Anna was a well-worn example of patient waiting. Her short marriage ended in widowhood. She spent the remainder of her eighty-four-plus years serving in the temple as a prophetess. She focused her life on God and helped others do the same. Anna was present when Joseph and Mary brought the child Jesus to Jerusalem for the first time. She was probably one of those indelible memories from the early days of her son’s life that Mary “kept … in her heart and thought about them often” (Luke 2:19).

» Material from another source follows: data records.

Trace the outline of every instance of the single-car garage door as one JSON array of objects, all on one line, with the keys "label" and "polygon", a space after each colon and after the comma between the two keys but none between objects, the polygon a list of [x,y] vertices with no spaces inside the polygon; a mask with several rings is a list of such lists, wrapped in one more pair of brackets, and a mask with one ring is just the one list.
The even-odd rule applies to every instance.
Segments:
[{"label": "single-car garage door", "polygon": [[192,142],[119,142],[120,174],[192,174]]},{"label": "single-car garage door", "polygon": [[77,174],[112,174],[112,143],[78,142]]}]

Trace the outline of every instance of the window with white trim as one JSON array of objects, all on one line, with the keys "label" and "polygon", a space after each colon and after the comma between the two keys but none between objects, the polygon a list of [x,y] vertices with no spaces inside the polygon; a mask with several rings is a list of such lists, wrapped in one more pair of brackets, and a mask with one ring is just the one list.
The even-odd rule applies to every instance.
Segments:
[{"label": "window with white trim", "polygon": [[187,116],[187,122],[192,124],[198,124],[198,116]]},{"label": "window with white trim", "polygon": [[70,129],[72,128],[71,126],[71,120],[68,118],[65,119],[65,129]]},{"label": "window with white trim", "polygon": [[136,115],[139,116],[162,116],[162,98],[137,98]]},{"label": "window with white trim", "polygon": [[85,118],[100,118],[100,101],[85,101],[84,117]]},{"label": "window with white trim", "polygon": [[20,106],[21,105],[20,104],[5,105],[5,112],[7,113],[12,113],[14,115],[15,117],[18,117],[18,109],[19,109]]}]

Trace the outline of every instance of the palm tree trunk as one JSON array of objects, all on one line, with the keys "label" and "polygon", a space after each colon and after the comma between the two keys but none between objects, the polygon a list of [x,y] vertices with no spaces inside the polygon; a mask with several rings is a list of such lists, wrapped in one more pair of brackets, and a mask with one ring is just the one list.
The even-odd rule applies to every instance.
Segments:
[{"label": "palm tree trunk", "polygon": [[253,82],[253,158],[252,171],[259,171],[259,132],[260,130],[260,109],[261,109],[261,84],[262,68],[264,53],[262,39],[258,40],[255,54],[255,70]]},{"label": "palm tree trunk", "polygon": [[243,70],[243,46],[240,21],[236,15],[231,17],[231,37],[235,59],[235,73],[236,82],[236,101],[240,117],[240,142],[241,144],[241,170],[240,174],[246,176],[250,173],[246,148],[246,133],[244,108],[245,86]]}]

Later Mary may have shared them with Luke as he interviewed those closest to Jesus.
Anna overheard Simeon’s prophecy about Jesus and immediately added her own excited words of praise and confirmation for the Savior. She spread the word about the child to those she knew were genuinely awaiting the Messiah.
Anna made the temple her home. Though he was writing about widows in the church several decades later, Paul seemed to be describing Anna when he wrote to Timothy, “Now a true widow, a woman who is truly alone in this world, has placed her hope in God. She prays night and day, asking God for his help” (1 Tim. 5:5). Anna discovered that God can make every passage of life meaningful and useful. The long years of widowhood were also effective years of worship and service.
Like Anna, we often patiently go about the daily routines of life. However, perhaps you are waiting for God to reveal a more exciting plan for your life. Ask God to show you the potential for even this time of seeming insignificance to become meaningful and effective service for him.
God can make every passage of life worthwhile. God helps us learn to wait.